Today, the royal couple and their children, Prince George and Princess Charlotte, will begin a week-long tour of British Columbia and the Yukon, during which Kensington Palace said the family will "celebrate Canada's First Nations community" including "its arts and culture".

A Kwagiulth artist, however, wants the Royals to face one of the horrors in the recent history of Canada's indigenous community - the Indian Residential School era.

As the Duke and Duchess take part in a reception with Canadian leaders in Victoria's Government House on Monday, an art installation stretching 12m long and measuring 2.5m high will provide a backdrop at the event, the Times Colonist reports.

The Witness Blanket holds more than 800 objects within its cedar wood frame, which provide a harrowing glimpse into the history of the residential schools where between 1870 and 1996 around 150,000 indigenous children were taken from their families and enrolled with the aim of integrating them into mainstream Canadian society.

(The Witness Blanket )
(The Witness Blanket ) (The Witness Blanket)

Objects held in the poignant work include leather straps used to beat children and doll created with rag and sticks by a young girl who was not able to bring her own toy from home.

Carey Newman, the artist who conceived the work and whose father was sent to one of the schools, travelled for 12 months to 77 different communities to collect the artifacts for the work.
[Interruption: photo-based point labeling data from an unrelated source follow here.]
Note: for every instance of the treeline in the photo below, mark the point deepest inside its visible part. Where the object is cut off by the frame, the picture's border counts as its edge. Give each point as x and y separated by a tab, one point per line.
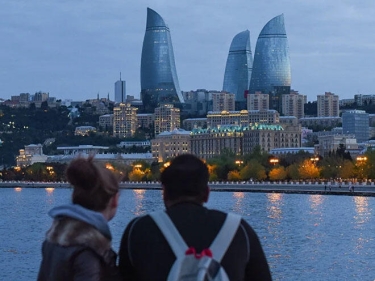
257	166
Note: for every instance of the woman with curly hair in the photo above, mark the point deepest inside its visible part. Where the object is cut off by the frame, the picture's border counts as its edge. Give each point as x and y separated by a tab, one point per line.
78	244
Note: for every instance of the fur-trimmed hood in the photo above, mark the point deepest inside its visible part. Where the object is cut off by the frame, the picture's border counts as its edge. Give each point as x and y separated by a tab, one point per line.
74	225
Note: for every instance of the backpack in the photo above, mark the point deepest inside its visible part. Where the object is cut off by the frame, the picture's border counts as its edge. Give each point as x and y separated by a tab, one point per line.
189	265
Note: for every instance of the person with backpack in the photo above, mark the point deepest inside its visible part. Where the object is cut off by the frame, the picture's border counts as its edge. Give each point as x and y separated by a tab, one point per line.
78	244
188	241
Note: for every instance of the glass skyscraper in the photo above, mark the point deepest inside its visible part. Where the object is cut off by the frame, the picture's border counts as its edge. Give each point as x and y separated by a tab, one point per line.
238	69
271	68
159	82
356	122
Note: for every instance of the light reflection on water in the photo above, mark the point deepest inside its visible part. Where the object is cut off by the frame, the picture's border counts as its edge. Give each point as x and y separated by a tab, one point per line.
305	237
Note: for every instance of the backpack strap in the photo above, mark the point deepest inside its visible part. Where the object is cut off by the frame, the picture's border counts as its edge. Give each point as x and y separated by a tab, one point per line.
225	236
170	232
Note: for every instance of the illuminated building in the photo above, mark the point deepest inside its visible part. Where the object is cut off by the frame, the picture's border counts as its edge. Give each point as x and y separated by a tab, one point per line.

On his website he calls the Witness Blanket a "national monument to recognise the atrocities of the Indian residential school era" during which he says "identities were stolen, cultures extinguished, [children] were undernourished, neglected and often abused".

The purpose of the work he says is for people to stand "in eternal witness to the effects of the Indian residential school era; the system created and run by churches and the Canadian Government to take the Indian out of the child."

Indigenous peoples in Canada, who make up around four per cent of the population, still remain a neglected community in the country, with one group known as Attawapiskat First Nation declaring a state of emergency earlier this year after a hike of suicides saw eleven people attempt to take their own lives in one day.

Mr Newman told the Globe and Mail that as soon as the Royal visit had been announced in July his wife urged him to make sure the Witness Blanket became part of it.

“I kind of had this thought in my mind about how this family have a direct blood lineage to the original colonisers of Canada and so I love that this message is coming to them and I like that I’m a part of it," he said.

"I like that reconciliation as a conversation is included in this context. We’ve had a goal to take the blanket back to the UK at some point because that’s the birthplace of our particular colonisation, and this is the next best thing."

The Assembly of First Nations national chief, Perry Bellegarde, told the Guardian he hoped the Royal visit would provide First Nations with an opportunity to build a "nation-to-nation relationship" with the British crown as outlined in the treaties.

“We’re going to have to use every tool we can to repair the relationship we have," he said.